Dans le cadre du présent travail, l’enjeu de cette discussion est toutefois sociologique avant d’être philosophique. Il s’agit de forger un concept d’utopie satisfaisant sur le plan théorique, mais surtout de voir dans quelle mesure celui-ci pourrait être utile pour analyser et mettre en perspective certaines réalités contemporaines. L’objet de nos recherches est ainsi le mouvement du logiciel libre (free software) et un certain nombre de phénomènes qui lui sont intimement liés : la naissance d’une économie de l’open source; l’essor de pratiques de collaboration en ligne ouvertes et distribuées (Wikipédia par exemple); la contestation du régime mondial de la propriété intellectuelle et la constitution d’un mouvement international des « biens communs » (commons); le développement d’une pensée de gauche liant le caractère « immatériel » du nouveau capitalisme à des possibilités renouvelées d’émancipation. Notre hypothèse est qu’il s’est créé en lien avec le mouvement du logiciel libre, et à partir des réalisations et des revendications que celui-ci a développées dans le domaine informatique, une utopie de portée plus générale. Il s’agit donc d’appréhender le logiciel libre et ses phénomènes connexes comme une forme d’actualisation de la pensée et de la création utopiques.

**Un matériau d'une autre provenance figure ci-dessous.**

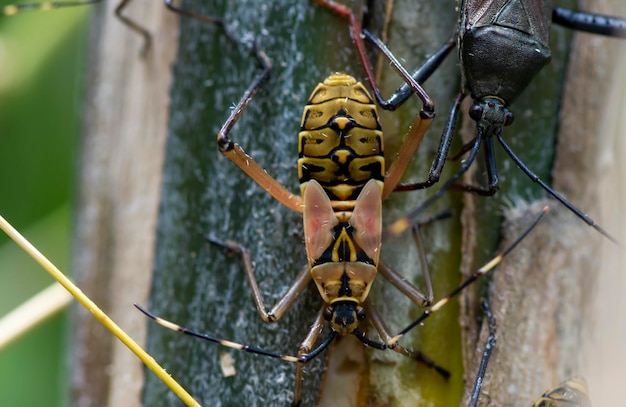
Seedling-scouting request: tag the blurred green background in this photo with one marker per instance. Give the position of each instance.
(42, 71)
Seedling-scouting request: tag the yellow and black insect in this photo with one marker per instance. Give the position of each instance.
(341, 169)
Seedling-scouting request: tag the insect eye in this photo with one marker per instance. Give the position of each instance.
(508, 118)
(476, 112)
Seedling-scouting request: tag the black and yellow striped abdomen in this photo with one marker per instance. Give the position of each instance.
(340, 140)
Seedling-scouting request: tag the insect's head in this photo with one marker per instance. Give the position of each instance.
(344, 316)
(491, 113)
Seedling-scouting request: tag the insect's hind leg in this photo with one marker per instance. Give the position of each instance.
(287, 299)
(484, 361)
(383, 331)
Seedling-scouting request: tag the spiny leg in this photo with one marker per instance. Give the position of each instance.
(402, 224)
(400, 282)
(303, 350)
(382, 330)
(490, 265)
(288, 298)
(422, 120)
(484, 361)
(552, 192)
(442, 151)
(306, 351)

Avant de creuser cet aspect sociologique, il importe de déblayer, autant que faire se peut, les terrains historique et philosophique. Peut-être arrivera-t-on ainsi à saisir en quel sens il demeure aujourd’hui, malgré les restrictions susmentionnées, pertinent d’user du concept d’utopie. Il sera alors temps de voir dans quelle mesure ce concept peut être appliqué à notre objet d’étude.

Quelque chose se termine

Les années ayant suivi la chute du mur de Berlin et l’implosion de l’URSS furent celles du triomphe de fait du capitalisme mondialisé et des démocraties libérales.

1 Ibid., p. 279.
2 Cf. Hans JONAS, Le principe responsabilité, traduit par Jean Greisch, Paris, Flammarion, 2008.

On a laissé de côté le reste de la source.